The mirror lies. It gives us back an inverted image of ourselves opposite to the one we present to the world. “The parting on the right becomes the parting on the left.” as the popular song has it. This parallels the difference between our self-image and the image others perceive of us. We can never see ourselves as others see us. This is just one of the psychological phenomena that Stan Douglas explores in his intellectually demanding, visually alluring and occasionally comic video installation, Doppelganger at Victoria Miro, Wharf Road.
Facing two screens you seem to be following the parallel stories of a woman astronaut and her doppelganger whose stories, at least to begin with, are mirror images of each other. We see them being teleported onto a spaceship but after many years, in which we assume all contact is lost, they attempt to regain contact with mission control. Here a crucial divergence develops. Her password to prove her identity is LIVE REIFIED TIME. This satisfies the ground controller and leads to an unproblematic debrief on her return to earth. However her doppelganger is not so lucky as the password’s mirror image palindrome is EMIT DEIFIER EVIL. In the inverse universe this is heard as satanically inspired. She is treated as a potential imposter and a threat and the debrief includes a consideration of “euthanasing” her. Douglas hopes this will cast light on the “othering” of migrants. It also evokes the hoary parental urban myth about disreputable heavy metal recordings that encoded satanic messages on vinyl records played backwards.

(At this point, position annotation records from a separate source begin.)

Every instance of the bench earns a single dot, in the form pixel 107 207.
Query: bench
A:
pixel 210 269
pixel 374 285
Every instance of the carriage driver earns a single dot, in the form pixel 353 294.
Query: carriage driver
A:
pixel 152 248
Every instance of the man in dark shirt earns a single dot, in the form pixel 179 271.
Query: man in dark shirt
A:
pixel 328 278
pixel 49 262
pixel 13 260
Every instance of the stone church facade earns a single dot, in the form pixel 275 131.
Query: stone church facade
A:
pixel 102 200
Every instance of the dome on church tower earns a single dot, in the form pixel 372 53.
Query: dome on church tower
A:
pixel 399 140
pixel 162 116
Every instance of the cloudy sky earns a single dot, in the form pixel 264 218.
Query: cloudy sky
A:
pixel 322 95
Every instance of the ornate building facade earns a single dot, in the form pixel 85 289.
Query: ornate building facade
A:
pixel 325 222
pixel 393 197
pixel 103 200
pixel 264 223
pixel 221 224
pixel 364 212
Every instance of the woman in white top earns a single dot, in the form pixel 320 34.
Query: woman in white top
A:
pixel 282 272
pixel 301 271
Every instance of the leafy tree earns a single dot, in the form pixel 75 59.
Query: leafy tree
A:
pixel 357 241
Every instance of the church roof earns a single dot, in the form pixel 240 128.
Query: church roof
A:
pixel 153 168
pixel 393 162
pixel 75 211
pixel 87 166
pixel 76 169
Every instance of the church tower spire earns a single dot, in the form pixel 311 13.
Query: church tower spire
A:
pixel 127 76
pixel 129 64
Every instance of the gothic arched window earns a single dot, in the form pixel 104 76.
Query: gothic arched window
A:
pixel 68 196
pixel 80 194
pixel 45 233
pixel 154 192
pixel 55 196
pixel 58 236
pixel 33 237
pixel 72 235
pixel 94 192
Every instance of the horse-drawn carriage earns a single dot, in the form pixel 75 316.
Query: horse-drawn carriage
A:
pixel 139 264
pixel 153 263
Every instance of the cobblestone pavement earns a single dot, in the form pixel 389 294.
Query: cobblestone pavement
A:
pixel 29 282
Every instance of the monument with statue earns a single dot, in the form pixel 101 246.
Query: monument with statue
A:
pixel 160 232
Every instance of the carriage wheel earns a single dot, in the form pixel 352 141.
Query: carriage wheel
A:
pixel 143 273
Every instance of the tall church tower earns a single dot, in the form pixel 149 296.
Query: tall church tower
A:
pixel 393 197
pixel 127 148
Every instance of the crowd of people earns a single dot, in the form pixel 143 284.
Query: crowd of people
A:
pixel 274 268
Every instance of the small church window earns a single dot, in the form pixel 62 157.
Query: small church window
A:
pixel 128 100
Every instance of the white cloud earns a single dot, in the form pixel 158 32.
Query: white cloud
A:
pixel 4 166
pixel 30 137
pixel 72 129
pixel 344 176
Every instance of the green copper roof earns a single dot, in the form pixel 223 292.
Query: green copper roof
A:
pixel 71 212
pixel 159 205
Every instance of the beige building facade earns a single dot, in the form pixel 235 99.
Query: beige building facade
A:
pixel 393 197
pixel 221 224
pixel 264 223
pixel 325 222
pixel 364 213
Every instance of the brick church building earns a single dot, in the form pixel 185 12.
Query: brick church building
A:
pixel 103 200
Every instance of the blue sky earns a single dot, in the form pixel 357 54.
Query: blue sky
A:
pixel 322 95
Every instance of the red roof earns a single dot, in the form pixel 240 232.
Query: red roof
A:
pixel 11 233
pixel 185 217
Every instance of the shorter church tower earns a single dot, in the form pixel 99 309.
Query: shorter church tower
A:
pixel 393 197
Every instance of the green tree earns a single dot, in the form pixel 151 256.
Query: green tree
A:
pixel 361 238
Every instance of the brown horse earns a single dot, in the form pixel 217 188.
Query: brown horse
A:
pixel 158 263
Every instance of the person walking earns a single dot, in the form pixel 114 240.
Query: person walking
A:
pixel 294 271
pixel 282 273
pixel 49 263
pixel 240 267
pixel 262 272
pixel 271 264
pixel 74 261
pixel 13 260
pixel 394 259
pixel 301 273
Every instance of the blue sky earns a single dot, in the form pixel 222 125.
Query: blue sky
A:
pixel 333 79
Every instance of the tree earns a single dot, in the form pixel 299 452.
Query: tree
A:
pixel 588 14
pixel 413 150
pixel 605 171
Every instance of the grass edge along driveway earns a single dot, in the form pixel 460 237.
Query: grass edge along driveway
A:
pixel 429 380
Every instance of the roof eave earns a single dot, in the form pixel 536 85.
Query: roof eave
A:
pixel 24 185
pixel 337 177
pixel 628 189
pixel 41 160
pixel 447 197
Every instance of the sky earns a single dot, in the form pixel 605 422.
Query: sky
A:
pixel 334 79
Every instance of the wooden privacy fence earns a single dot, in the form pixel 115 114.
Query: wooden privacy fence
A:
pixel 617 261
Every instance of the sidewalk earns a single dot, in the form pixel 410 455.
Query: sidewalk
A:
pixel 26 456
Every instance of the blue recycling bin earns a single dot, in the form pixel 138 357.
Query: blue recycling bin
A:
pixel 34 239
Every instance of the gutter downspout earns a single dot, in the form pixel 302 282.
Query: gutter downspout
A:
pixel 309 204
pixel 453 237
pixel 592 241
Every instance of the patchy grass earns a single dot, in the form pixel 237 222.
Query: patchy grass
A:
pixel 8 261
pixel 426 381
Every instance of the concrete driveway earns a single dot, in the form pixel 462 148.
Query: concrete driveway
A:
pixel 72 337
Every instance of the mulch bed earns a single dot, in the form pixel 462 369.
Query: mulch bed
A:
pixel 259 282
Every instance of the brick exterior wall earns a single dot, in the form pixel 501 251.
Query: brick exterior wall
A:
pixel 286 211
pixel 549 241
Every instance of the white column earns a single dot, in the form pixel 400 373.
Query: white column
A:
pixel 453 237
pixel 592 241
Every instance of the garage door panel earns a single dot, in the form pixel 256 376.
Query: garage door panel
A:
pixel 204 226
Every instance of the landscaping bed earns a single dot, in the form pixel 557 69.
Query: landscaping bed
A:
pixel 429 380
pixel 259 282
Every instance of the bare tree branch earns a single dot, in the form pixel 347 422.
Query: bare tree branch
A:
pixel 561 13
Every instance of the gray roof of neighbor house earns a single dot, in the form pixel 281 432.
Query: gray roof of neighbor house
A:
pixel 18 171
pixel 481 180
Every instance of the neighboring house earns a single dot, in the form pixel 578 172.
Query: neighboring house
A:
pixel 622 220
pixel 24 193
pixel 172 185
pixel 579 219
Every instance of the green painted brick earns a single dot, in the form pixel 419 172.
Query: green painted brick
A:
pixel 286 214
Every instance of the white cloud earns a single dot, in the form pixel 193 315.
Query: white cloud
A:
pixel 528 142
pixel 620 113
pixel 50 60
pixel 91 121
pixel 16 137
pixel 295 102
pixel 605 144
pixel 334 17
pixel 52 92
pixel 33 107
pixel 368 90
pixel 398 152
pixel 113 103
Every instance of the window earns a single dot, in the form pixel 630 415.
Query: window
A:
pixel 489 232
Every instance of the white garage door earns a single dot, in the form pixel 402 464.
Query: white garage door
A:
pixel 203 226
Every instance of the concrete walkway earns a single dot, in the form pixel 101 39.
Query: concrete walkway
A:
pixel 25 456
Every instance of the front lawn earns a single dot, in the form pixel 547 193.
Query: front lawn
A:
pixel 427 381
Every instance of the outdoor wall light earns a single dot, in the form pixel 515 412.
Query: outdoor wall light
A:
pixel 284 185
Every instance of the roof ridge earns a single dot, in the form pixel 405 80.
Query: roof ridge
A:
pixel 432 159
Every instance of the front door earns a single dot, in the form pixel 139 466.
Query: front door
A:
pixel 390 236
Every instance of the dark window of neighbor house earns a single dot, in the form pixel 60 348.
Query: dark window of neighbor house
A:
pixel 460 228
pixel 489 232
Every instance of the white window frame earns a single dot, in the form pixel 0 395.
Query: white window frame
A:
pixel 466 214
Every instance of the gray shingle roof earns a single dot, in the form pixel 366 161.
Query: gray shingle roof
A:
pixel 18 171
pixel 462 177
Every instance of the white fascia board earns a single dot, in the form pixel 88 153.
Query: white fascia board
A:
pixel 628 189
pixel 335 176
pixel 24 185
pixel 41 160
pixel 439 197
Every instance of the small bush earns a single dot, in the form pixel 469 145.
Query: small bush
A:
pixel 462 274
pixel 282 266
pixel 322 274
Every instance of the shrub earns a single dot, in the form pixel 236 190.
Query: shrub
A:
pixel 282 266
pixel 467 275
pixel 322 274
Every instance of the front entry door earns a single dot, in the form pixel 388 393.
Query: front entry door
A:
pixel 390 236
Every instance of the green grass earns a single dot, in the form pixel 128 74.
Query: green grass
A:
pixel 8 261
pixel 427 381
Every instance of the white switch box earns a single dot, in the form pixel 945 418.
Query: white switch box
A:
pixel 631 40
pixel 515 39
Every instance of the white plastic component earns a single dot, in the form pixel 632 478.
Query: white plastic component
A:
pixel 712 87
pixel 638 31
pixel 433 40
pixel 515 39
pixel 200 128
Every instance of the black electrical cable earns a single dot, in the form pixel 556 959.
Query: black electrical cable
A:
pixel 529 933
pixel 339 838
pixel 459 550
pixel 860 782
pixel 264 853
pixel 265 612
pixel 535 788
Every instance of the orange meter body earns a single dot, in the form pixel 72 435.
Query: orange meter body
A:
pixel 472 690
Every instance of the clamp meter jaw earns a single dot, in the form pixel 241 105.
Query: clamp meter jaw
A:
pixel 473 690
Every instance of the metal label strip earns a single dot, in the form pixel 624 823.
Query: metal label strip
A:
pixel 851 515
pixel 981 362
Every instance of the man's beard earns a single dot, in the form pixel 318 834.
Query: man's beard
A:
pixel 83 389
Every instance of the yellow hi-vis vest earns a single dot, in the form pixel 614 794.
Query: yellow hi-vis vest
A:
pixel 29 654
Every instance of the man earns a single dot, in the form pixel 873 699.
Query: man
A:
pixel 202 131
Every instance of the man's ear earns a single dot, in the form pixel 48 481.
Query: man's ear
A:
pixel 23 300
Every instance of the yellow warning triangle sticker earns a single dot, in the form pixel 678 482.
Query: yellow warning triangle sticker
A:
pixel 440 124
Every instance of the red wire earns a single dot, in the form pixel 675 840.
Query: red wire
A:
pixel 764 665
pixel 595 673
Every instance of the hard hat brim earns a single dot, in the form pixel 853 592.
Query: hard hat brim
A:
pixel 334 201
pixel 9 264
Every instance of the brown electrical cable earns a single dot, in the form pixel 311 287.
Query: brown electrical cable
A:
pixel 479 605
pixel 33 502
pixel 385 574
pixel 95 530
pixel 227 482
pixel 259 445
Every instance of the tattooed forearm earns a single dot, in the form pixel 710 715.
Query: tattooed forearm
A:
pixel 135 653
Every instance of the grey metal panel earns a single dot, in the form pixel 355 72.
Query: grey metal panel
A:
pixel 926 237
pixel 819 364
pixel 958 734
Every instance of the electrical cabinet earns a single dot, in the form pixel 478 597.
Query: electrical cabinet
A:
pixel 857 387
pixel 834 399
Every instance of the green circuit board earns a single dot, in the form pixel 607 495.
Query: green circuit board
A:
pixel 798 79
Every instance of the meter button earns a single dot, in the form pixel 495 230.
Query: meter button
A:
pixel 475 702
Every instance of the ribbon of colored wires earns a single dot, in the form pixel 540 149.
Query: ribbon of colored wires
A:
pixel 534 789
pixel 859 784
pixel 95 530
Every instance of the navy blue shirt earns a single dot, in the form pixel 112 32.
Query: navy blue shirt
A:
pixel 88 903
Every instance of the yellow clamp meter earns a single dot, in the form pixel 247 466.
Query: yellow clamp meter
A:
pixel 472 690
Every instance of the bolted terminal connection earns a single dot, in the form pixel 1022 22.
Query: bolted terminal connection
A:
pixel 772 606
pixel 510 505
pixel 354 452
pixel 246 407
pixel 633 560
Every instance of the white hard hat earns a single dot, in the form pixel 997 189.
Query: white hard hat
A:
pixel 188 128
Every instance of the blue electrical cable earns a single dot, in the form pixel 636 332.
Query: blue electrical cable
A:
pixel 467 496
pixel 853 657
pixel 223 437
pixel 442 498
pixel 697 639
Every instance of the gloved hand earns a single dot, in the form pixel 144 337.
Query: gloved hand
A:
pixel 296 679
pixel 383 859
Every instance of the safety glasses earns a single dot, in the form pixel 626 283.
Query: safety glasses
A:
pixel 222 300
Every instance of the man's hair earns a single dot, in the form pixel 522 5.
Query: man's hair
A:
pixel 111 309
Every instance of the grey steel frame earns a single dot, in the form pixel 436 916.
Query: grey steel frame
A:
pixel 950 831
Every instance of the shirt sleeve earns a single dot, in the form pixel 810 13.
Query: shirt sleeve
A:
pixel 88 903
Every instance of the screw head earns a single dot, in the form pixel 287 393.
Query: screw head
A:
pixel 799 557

It is difficult to convey the mind scrambling experience of trying to disentangle the stories as we have to do this having seen them presented twice on split screens. But what makes this so enjoyable is the clear visual signposting of the differences and the humorous undertow of satire. I particularly like the candy striped space capsule parachutes seen from below in one version and sideways in the other. A joke about distinguishing marks that might verify the identity of the astronaut is repeated in the two versions with slightly different inflections.
The sci -fi cliches, both visual and linguistic, that Douglas incorporates give the otherwise serious content a tongue-in-cheek fillip. Like the rest of his work this video installation is so compelling I would happily sit through many iterations confident in the knowledge that new subtleties would become apparent. Looking back over the past 25 years I have come to realise that Stan Douglas is unique in his understanding of the potential of moving image art can presented on multiple screens. He is one of the most intelligent, thoughtful and original moving image artists we have.